L'acheteur, présent à l'hôtel des ventes Saint-Aubin, est un collectionneur chinois qui a tenu à rester anonyme.

Le rouleau intitulé « manœuvres », de 24 mètres de long et d'une largeur de 69 cm, représente plus de 9.000 soldats peints à l'encre et à la gouache.

Ce trésor impérial qui appartenait à une famille parisienne, se trouve dans un parfait état de conservation. D'autres rouleaux de ce type ont été découpés du fait de leurs dimensions.

C'est le quatrième d'une série appelée « La grande revue », réalisée à l'occasion de la première revue militaire du règne de l'Empereur Qianlong, en 1739.

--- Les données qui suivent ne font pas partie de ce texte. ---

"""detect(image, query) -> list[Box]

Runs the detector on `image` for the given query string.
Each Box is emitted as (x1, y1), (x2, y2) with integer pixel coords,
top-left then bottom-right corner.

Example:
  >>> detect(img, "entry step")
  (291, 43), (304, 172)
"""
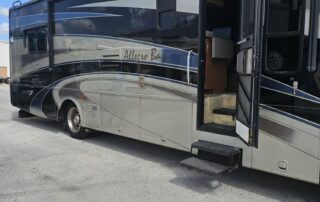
(180, 157), (235, 175)
(213, 108), (236, 117)
(192, 140), (241, 158)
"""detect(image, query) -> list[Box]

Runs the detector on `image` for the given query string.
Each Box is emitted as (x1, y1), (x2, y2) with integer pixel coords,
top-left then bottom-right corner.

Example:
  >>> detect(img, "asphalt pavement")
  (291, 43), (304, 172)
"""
(0, 84), (320, 202)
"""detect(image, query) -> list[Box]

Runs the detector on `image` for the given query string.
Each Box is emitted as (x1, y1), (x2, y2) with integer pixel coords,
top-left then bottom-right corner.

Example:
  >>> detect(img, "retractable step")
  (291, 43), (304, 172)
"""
(212, 108), (236, 118)
(192, 140), (241, 157)
(181, 141), (241, 175)
(180, 157), (234, 175)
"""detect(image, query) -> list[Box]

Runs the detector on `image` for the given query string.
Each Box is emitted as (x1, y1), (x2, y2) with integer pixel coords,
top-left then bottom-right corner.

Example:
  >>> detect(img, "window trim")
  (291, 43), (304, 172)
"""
(262, 0), (306, 76)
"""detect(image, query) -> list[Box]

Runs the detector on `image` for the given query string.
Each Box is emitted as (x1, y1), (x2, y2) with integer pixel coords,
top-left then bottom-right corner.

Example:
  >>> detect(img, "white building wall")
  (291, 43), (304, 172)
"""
(0, 41), (10, 76)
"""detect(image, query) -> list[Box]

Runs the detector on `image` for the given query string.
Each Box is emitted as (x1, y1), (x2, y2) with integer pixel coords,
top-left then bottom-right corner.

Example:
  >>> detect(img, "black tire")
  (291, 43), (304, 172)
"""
(63, 104), (90, 140)
(18, 109), (35, 119)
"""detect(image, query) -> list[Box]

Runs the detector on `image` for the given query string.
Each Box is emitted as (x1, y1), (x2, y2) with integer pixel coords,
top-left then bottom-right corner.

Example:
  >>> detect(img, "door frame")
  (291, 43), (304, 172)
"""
(196, 0), (265, 144)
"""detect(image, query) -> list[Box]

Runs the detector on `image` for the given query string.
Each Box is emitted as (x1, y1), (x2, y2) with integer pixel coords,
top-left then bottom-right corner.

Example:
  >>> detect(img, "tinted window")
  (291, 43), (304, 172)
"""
(28, 29), (47, 53)
(157, 0), (176, 29)
(157, 0), (176, 11)
(159, 11), (175, 29)
(268, 0), (301, 33)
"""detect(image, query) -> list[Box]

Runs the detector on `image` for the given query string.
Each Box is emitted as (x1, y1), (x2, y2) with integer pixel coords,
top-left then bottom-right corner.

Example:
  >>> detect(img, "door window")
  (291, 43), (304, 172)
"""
(27, 29), (47, 53)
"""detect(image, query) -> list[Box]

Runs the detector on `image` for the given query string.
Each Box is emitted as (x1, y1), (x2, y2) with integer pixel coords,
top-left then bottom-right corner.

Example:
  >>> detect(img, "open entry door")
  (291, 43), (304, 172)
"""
(236, 0), (264, 147)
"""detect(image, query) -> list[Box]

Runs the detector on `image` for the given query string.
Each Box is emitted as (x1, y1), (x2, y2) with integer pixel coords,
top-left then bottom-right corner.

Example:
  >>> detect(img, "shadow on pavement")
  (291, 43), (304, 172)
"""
(12, 110), (320, 201)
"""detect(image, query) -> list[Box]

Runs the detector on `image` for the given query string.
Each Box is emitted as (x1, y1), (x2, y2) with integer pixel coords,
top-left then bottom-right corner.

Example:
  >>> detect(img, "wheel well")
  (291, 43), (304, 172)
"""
(59, 100), (76, 121)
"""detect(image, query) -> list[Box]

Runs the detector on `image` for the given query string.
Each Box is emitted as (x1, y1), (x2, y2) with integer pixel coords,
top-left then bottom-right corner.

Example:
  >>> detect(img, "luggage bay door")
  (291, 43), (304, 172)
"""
(236, 0), (265, 147)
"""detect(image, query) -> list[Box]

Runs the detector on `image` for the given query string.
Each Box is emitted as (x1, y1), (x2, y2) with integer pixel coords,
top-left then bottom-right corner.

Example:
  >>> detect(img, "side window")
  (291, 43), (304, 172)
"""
(157, 0), (176, 29)
(27, 29), (47, 53)
(265, 0), (304, 74)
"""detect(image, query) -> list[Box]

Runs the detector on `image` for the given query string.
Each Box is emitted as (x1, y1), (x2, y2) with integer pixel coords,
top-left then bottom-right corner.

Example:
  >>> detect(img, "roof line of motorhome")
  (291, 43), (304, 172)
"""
(9, 0), (43, 11)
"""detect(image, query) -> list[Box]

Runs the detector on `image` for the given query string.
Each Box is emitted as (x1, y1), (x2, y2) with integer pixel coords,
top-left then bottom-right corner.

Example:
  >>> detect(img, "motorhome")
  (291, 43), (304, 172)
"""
(10, 0), (320, 184)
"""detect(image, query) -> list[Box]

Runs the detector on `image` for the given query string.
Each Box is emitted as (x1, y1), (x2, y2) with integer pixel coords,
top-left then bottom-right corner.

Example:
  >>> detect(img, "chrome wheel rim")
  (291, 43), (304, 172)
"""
(67, 107), (81, 133)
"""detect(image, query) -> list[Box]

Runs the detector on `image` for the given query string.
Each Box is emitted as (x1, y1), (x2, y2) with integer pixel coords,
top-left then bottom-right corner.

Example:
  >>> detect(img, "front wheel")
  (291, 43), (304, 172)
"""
(64, 104), (89, 139)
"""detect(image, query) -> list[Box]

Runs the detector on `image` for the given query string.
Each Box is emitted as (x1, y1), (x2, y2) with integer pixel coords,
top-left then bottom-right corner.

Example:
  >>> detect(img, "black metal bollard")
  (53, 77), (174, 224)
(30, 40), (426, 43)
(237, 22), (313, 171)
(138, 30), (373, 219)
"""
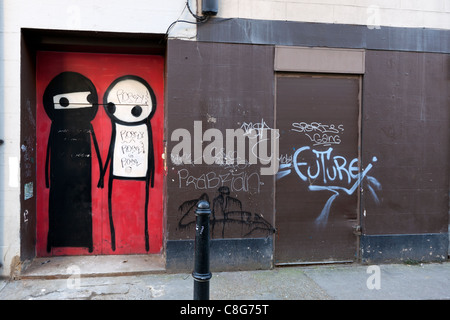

Ce rouleau, qui était placé à l'époque de Qianlong au Palais de l'Estime de l'Eclat des Vertus Civiles, est le plus important des 4 de la « Grande Revue » car il est le seul à porter les cachets des peintres, selon le commissaire-priseur, Marc Labarde.

Un autre de ces rouleaux est détenu par le musée de Pékin, un troisième est entre les mains d'un propriétaire privé, le quatrième a été détruit.

La peinture, dont la mise à prix avait été fixée à 4 millions, a été adjugée à 17,8 millions d'euros, 22.057.760 euros avec les frais. Huit enchérisseurs ont tenté de l'acheter et ils étaient encore trois à se le disputer quand la barre des 14 millions d'euros a été franchie.

Samedi après-midi, un autre joyau de l'art chinois du XVIIIe siècle, un sceau en jade, devait être vendu dans une autre vente aux enchères.